Tc_100, T_whole, and T_fract are all declared as int
units and sign are declared as char

— bill

Do you have to search for the 1-wire device address? Do you not know it? The code for searching probably takes quite a bit of space.

I'm not sure about the code size but it is fairly long function.

If there is only one sensor on the bus you can issue a SKIP ROM command and "broadcast"
to any device. That is what the code I provided does so there is no need to mess with searching
or addresses.
(updated previous code example to be a little more informative)

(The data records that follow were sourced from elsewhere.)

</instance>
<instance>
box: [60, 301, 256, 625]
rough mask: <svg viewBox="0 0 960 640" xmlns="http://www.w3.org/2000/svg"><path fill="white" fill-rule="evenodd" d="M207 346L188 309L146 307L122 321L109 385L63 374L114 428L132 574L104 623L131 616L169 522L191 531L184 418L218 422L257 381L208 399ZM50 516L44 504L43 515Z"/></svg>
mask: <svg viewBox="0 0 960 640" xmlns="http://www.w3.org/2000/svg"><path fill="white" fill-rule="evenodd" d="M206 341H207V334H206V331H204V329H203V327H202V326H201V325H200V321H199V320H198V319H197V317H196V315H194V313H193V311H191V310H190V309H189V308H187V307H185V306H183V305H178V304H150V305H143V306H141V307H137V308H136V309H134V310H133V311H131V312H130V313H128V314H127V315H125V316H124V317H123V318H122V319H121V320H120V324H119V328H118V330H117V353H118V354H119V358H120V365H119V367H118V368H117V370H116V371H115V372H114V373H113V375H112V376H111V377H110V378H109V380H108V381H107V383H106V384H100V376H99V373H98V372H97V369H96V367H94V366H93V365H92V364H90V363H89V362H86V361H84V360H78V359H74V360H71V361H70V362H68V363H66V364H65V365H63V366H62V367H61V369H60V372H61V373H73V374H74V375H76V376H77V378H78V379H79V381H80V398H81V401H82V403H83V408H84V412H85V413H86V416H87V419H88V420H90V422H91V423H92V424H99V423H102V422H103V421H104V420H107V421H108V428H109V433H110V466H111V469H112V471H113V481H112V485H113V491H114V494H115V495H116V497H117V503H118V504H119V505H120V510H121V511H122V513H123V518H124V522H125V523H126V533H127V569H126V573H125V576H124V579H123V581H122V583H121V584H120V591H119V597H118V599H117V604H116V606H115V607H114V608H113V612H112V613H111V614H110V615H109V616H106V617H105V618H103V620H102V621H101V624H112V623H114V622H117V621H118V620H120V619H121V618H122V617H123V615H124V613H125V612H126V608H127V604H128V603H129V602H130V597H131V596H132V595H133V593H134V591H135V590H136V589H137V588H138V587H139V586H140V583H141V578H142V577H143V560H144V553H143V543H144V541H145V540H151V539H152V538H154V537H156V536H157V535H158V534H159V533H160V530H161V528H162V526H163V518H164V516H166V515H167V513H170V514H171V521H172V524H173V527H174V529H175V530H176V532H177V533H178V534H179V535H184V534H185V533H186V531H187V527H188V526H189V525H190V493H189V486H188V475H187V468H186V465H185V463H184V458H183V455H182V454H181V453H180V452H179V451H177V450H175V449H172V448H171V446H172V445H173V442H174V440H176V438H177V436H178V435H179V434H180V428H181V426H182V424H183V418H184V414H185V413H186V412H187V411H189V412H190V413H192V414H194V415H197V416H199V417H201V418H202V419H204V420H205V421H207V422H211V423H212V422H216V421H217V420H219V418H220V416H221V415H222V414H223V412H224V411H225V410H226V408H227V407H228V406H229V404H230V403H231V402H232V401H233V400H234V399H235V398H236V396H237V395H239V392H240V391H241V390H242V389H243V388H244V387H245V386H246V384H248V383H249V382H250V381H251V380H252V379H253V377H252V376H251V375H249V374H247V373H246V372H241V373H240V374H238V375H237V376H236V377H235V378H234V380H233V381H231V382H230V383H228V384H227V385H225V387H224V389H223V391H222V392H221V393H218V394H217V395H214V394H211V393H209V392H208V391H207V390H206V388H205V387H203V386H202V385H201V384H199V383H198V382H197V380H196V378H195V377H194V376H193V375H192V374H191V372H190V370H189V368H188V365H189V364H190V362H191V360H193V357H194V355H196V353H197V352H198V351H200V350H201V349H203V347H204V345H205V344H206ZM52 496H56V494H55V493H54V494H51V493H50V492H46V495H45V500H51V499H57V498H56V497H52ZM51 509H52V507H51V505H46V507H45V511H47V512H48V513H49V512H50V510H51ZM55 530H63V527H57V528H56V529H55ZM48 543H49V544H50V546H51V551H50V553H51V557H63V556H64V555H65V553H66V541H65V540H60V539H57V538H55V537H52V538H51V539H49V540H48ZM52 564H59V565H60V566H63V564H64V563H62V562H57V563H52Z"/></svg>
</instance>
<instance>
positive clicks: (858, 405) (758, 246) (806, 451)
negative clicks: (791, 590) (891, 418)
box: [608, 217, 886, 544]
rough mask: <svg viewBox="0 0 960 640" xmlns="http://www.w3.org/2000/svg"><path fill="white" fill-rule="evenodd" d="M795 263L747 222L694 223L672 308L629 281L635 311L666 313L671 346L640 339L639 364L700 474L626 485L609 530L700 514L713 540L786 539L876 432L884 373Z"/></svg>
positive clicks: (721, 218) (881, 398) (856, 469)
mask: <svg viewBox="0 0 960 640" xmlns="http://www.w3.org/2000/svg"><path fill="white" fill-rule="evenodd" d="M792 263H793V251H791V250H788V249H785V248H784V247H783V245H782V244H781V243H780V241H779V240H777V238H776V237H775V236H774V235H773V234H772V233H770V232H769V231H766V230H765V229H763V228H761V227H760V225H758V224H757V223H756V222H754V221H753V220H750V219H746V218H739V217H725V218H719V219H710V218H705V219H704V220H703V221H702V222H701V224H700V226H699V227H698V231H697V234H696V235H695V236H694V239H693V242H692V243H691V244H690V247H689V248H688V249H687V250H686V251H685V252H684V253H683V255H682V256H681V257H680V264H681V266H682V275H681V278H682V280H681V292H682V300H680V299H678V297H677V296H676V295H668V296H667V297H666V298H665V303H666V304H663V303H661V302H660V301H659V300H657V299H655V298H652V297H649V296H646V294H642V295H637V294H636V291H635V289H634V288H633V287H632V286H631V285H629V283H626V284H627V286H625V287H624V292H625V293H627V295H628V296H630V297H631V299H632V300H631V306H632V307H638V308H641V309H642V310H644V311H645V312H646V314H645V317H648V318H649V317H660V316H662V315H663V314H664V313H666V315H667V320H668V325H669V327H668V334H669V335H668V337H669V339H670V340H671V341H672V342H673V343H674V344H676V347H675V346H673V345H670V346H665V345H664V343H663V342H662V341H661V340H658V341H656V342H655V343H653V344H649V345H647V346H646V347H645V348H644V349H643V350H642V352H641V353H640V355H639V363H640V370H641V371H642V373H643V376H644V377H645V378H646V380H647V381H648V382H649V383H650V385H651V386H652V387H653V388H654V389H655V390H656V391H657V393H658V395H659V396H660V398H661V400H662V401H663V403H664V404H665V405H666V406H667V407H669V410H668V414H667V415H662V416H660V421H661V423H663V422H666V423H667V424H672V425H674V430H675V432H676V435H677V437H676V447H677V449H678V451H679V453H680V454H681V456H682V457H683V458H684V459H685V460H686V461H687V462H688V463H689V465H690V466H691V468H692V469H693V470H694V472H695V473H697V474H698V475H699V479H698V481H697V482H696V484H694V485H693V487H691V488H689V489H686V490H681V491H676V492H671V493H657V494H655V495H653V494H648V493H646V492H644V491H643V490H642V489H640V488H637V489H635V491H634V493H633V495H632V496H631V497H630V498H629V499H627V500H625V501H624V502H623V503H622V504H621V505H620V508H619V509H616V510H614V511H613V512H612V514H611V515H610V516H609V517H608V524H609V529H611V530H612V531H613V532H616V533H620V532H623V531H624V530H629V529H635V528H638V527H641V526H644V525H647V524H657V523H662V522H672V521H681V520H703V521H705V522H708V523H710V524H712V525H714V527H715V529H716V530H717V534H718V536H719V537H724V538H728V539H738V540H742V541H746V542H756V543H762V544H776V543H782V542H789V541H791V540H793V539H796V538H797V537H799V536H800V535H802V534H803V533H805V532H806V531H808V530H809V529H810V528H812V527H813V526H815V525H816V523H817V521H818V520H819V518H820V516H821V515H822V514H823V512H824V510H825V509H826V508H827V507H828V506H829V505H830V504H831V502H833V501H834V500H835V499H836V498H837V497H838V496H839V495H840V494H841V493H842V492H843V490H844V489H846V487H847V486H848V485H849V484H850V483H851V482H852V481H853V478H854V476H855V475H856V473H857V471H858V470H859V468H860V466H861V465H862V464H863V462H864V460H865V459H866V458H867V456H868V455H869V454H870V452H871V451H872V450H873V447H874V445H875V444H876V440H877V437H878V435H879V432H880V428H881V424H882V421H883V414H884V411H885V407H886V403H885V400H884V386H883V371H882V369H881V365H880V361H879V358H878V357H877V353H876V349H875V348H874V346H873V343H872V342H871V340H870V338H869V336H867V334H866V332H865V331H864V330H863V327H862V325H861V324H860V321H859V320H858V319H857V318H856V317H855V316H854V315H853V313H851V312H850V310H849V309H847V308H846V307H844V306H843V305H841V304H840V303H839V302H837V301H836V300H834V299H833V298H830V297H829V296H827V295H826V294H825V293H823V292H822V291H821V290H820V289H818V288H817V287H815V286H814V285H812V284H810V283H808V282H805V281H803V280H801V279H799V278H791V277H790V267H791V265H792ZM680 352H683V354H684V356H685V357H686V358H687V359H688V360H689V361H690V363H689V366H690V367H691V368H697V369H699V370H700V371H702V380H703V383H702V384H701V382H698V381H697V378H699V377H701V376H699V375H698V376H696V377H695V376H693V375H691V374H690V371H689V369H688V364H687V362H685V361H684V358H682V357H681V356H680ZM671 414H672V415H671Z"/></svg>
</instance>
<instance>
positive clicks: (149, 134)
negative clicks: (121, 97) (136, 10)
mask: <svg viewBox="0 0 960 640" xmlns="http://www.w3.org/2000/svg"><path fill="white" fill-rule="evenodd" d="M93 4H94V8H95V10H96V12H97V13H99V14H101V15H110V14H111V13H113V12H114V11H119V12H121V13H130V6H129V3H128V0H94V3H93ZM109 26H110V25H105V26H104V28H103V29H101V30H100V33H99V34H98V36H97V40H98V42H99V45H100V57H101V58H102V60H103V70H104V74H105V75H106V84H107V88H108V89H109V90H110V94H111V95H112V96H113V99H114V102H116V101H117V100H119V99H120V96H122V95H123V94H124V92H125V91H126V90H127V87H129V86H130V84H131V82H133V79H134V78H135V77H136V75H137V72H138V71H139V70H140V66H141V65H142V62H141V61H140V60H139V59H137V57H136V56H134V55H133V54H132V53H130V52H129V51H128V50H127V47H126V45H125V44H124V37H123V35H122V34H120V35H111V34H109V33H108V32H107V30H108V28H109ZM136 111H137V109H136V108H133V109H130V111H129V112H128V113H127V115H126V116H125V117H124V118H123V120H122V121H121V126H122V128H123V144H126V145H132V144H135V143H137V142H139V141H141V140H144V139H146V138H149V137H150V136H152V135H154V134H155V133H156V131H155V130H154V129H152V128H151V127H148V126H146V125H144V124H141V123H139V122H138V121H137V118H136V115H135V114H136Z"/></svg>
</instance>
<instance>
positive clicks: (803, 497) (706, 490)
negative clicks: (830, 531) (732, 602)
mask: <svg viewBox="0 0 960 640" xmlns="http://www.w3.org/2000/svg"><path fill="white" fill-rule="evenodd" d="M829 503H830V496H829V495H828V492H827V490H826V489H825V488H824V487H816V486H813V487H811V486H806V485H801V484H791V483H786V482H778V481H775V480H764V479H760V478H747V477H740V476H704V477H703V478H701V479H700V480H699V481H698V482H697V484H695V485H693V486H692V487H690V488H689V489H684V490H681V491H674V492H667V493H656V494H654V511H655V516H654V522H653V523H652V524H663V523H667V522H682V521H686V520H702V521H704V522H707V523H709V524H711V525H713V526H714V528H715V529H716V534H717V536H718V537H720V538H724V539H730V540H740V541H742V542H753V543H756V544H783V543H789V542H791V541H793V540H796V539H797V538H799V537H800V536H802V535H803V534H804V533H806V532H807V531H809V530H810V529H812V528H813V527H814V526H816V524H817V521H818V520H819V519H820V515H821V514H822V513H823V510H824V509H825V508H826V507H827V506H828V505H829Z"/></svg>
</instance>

If using the OneWire library you can do the same by using the skip() function.
It would be a quick and easy test on this code to simply eliminate this:

  byte addr[8];
  if ( !ds.search(addr)) 
  {
    ds.reset_search();
    return -1000;
  }

And then change this:

  ds.select(addr);

to this:

  ds.skip();

in the getTemp() function.

--- bill

Very impressive!

Thanks to you guys for your tips. Just using the skip brought me down to 7740.

Eliminating the library altogether brought it down to 7474, but introduces some flaky behavior. The sensor will stay, mostly, at 79.91 (accurate), but will jump to an absurd number very briefly then immediately back to 79.91. I'm guessing that I need to slow my sample rate of the sensor down to allow it time to reset?